Thursday, October 16, 2008

Magic Street by Orson Scott Card

What do you do after after an initial success? Physicist and mathematicians famously do their greatest work before they're thirty and spend the rest of their lives waiting for recognition from the Nobel committee. Joseph Heller made a big splash with Catch-22 and struggled to match this initial brilliance for the rest of his writing career. Another example is Orson Scott Card who wrote Ender's Game (published in 1985 and still one of the top 2000 best-selling books on Amazon!).

Fame and fortune puts enormous pressure on creative people like scientists and artists. Orson Scoot Card's recent Magic Street is an ambitious project. First it is an attempt by a conservative, white author and English professor from the suburbs to write of the African-American experience in Los Angeles. Second he gave significant roles to Oberon, Titania and Puck from Shakespeare's A Midsummer Night's Dream to add "a whole new layer of meaning."

The result is a book that follows the worst traditions of science fiction and fantasy where pontificating talking heads weight down the narrative and the story telling gets lost. Considering Orson Scott Card might be one of the greatest living story tellers, this is a soporific disappointment.
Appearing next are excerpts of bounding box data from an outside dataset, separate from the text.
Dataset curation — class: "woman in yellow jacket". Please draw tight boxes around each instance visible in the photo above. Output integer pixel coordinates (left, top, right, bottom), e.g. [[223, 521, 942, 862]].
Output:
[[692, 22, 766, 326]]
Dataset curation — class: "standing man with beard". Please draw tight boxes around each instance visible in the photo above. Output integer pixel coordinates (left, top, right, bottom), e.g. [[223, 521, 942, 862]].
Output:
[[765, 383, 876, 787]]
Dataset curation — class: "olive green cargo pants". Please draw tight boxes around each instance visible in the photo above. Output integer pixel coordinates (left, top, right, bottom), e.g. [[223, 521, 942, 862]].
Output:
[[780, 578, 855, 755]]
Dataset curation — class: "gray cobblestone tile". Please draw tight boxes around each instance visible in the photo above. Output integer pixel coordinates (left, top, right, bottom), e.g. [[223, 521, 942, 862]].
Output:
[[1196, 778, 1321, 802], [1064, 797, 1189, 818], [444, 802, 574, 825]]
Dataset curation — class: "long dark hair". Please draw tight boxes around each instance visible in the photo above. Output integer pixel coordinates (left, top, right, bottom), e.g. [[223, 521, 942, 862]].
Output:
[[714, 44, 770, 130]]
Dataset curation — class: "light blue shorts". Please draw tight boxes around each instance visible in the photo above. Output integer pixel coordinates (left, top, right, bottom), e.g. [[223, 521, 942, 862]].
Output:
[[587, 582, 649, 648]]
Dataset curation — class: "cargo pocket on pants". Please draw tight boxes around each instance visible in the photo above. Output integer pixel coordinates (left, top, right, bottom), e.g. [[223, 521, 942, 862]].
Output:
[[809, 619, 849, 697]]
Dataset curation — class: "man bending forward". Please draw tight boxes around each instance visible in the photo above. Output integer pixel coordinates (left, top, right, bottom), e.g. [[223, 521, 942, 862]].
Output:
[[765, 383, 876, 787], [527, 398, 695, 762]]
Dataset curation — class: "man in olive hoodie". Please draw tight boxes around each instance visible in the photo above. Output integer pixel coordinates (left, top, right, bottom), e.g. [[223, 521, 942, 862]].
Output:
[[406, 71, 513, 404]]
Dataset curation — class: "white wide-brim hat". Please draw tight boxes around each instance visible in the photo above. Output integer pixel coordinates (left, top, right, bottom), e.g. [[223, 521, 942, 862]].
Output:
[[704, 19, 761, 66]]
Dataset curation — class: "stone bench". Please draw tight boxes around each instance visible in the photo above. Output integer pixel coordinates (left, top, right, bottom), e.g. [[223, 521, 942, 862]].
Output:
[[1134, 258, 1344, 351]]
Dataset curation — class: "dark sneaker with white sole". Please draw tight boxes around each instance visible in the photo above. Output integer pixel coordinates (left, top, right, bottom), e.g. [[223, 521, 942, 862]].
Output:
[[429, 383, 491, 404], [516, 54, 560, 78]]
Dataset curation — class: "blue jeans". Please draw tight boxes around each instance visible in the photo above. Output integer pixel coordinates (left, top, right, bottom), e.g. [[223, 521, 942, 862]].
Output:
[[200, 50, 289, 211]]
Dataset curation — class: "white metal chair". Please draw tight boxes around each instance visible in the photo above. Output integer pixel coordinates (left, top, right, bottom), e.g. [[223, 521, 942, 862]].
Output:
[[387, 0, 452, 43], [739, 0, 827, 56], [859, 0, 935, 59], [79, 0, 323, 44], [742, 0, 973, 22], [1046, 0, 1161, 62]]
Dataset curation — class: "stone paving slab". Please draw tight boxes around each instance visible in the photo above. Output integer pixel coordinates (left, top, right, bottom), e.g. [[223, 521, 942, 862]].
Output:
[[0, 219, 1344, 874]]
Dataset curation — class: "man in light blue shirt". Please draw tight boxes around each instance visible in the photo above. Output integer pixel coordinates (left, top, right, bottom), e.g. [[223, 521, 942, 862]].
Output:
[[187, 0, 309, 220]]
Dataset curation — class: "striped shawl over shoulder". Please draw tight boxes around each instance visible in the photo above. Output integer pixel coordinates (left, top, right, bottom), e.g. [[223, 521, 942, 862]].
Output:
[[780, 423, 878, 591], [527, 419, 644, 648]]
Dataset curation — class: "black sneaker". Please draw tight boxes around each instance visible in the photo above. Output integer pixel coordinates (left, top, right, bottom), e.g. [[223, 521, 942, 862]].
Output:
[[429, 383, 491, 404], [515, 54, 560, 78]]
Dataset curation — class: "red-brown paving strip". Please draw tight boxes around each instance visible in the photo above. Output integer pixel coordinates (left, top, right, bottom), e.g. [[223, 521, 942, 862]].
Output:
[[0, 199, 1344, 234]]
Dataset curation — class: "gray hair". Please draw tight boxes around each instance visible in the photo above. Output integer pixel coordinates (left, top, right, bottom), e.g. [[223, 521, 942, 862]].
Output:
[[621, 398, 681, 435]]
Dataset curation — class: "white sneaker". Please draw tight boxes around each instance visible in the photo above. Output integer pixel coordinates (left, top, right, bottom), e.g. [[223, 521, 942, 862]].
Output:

From the man who gave us the wonderful story in Ender's Game, we now get:
"That's what humans never understand," said Titania. "They're seduced by the material world, they think that's what's real. But for all the things they touch and see and measure, they're just - wishes come true. The reality is the wishes. The desire. The only things they are real are being who wish. And their wishes become the causes of things. Wishes flow like rivers ..."
"That's his mistake," said Yo Yo. "That's our secret weapon. He thinks you're weak because he always managed to hide his kind heart under a mask of jokery and rages and malice. But it was there, and kept him from utterly destroying people. ... Without you in his heart, he turned himself into the devil."

LGBT Book Watch: While Orson Scott Card has been called homophobic, this book is basically neutral on the topic with no LGBT characters and just a single neutral reference to gay marriage.
"But we're not asking for a legally binding marriage. More like those ceremonies they do for gay couples. No legal force, but all the same words as a church marriage."